Cumulative leptin treatment (0.2 mg/rat per day ip) for 3 consecutive days led to a highly significant increase in BDNF protein content in the DVC, as measured 20 h after the last injection, compared with control: 175.25 ± 5.04% for leptin-treated rats (n = 6) vs.100 ± 2.84% for saline-treated controls (n = 6) (F1 = 143.40; P < 0.0001) (see Fig. 4B). Conversely, BDNF content measured in the whole hypothalamus from the same rats was not modified by leptin treatment: 100 ± 4.88% for control (n = 6) vs. 103.08 ± 9.71% for leptin-treated rats (n = 6) (data not shown).
Effect of a single CCK-8S ip injection on BDNF content in DVC and hypothalamus
An ip injection of CCK-8S (6 μg/kg) in rats fed ad libitum led to a rapid and transient increase in BDNF protein content in the DVC. Thirty minutes after injection, BDNF levels were significantly higher in CCK-8S-treated rats (125.20 ± 4.59%; n = 6), compared with saline-treated controls (100 ± 2.95%; n = 6) (F1 = 21.40; P < 0.001) (Fig. 5A), whereas there were no significant differences at later time points (2 h and 20 h).

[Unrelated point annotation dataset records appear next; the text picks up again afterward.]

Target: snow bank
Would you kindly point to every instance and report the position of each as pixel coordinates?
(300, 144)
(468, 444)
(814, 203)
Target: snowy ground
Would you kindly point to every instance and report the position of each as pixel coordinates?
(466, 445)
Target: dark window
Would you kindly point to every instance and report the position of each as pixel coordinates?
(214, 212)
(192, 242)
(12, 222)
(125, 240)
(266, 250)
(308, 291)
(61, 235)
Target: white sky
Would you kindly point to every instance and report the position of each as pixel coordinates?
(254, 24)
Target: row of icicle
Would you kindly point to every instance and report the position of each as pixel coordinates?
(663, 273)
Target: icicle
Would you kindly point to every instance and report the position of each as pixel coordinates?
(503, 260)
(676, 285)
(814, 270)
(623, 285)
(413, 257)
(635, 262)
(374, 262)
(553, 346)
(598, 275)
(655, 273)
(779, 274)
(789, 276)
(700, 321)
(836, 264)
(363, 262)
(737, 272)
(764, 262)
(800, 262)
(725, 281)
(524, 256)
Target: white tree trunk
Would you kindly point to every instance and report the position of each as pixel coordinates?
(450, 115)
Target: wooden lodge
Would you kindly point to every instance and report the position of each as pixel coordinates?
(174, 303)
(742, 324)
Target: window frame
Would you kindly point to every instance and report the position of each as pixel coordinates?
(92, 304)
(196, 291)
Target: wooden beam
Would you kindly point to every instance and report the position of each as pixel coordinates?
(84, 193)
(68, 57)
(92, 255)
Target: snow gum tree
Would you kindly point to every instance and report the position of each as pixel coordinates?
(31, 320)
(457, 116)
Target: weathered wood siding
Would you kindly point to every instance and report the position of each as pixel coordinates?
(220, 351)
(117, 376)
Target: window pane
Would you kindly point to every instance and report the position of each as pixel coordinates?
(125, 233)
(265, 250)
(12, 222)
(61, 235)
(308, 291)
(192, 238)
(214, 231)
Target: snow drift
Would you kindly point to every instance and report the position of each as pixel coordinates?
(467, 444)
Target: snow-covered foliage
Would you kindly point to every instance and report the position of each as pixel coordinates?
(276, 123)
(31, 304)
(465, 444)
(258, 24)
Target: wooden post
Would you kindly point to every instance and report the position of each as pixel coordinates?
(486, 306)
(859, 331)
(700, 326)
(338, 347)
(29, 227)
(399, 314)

In the hypothalamus, CCK-8S treatment did not modulate BDNF protein content 30 min after injection but led to a significant increase 2 h after injection [190.51 ± 8.72% for CCK-8S-treated rats (n = 6) vs. 100 ± 6.94% for saline-treated rats (n = 6) (F1 = 65.89; P < 0.0001)]. This increase in BDNF levels was also transient because there were no statistically significant differences between CCK-8S- and saline-treated rats 20 h after injection.
Discussion
In this study we provide for the first time evidence for a role of BDNF as an anorexigenic factor in the DVC of the adult rat. First, we showed that intraparenchymal infusion of exogenous BDNF within the DVC induced a dose-dependent anorexia. Second, we showed that endogenous BDNF protein content in the DVC decreased after fasting, increased after refeeding, and increased after peripheral leptin or CCK treatment.

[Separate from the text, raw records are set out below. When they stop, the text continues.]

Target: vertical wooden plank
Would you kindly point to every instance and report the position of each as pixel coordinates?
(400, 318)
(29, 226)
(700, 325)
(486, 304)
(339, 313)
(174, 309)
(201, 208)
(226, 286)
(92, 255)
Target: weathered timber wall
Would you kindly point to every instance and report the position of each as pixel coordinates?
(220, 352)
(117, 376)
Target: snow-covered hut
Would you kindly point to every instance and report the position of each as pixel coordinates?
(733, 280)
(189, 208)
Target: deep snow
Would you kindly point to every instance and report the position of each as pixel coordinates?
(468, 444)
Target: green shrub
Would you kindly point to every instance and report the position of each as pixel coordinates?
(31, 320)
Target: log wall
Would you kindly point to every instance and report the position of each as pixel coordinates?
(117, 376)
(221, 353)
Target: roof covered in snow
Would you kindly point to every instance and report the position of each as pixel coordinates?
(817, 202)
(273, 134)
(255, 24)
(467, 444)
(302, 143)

Exogenous BDNF infusion in the DVC-induced anorexia
Intraparenchymal infusion of BDNF at a dose of 0.1 μg/d resulted in a transient anorexia, with an initial 54% decrease in daily food intake, compared with aCSF-treated rats, and an overall 30% reduction in the cumulative food intake measured over the first 8 d of treatment. It should be noted that, whereas BDNF-treated rats did not eat significantly less than control rats during the remaining infusion period, their weight curve tended to be parallel to, but below, that of control rats. We interpret the return of food intake after 8 d of treatment to, but not above, control levels, as implying that BDNF had reduced but not totally lost its effects on food intake at this point. At a higher dose (1 μg/d), the anorexigenic effect of BDNF was more severe and remained significant all along the infusion period, with an initial 67% decrease in daily food intake, followed by a gradual decrease in severity, resulting in an overall 43% reduction of cumulative food intake over the 14 d of infusion and a transient weight loss for the first 5 d of infusion. Therefore, our results show that BDNF causes anorexia and weight loss when infused in the DVC, albeit in a less severe manner than that observed by others after infusion in the lateral ventricle (1, 19). Thus, the TrkB receptors within the DVC appear as one of the targets at which BDNF exert its anorexigenic signaling.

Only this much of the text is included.